UBC Theses and Dissertations
Deep water renewal during wintertime stratification in a deep, freshwater, thermobarically stratified lake Smith, Lydia
Thermobarically stratified Quesnel Lake shows relatively high rates of hypolimnetic mixing and transport over its winter (inverse) stratification period. A decade-long data set reveals annual winter trends of warming and cooling at 500 m depth, field measurements record increasing hypolimnetic oxygen levels between fall and summer, demonstrating regular ventilation. This research describes processes responsible for the ventilation of the deep hypolimnetic water of Quesnel Lake. Temperature records from moored instruments, and conductivity, temperature, and depth (CTD) profiles were processed to assess transport and mixing in the lake. Local weather stations, regional government data, and modelled data were used to calculate atmospheric forcing at the surface of the lake.
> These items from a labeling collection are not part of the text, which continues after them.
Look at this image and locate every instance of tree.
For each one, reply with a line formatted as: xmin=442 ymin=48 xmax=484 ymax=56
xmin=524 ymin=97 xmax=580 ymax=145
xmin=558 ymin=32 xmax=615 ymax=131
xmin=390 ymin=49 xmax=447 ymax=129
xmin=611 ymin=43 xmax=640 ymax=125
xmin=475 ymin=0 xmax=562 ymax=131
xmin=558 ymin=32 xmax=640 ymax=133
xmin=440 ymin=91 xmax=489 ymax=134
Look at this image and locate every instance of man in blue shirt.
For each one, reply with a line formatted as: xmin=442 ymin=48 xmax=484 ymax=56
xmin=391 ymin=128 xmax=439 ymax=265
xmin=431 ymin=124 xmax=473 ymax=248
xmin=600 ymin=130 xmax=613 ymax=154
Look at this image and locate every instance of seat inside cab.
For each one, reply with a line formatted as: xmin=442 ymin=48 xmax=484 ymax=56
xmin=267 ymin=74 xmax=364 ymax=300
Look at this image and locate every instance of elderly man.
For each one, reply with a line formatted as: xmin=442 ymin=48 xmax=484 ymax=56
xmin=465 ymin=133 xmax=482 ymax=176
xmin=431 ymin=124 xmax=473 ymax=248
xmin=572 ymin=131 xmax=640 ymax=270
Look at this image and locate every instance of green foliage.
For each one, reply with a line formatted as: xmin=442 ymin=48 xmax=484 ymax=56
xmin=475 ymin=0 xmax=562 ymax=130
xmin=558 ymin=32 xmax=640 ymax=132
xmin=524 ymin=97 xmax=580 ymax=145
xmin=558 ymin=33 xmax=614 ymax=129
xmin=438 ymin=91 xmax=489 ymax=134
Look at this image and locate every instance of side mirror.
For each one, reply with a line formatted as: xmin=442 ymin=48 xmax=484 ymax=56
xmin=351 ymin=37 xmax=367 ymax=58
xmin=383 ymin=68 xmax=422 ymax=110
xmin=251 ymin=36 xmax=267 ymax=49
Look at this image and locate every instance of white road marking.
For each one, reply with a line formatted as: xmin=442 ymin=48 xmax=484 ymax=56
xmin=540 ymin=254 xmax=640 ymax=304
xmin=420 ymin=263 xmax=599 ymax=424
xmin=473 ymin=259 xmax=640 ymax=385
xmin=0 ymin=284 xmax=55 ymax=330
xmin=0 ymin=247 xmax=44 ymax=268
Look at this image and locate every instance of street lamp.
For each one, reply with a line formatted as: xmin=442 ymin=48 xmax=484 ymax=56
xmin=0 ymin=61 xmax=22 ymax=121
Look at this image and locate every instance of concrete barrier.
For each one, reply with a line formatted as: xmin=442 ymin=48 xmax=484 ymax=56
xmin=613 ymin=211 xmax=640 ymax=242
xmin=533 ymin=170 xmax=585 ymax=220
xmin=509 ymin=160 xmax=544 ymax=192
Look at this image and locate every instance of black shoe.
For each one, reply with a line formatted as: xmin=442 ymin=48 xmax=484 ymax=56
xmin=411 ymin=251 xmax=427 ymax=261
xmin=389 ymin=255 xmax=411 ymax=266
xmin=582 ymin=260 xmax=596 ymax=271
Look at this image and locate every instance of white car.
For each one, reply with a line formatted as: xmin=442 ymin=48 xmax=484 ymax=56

These data were compared to find links between atmospheric events and deep-water behavior over the winter of 2006-2007. The results show that the deep water is ventilated by wintertime thermobaric instabilities induced by baroclinic seiche, and by a prolonged spring turnover. Turbulent mixing from seiche homogenizes the bottom water (within 0.02ºC) to a maximum height of ~400 m above the lake bottom. Deepening of the surface mixed layer is aided by the homogenized bottom layer to produce a full spring turnover. This study supports previous research on Quesnel Lake, demonstrating that wind forcing is an effective mixing and transport mechanism even in the deepest region of the lake.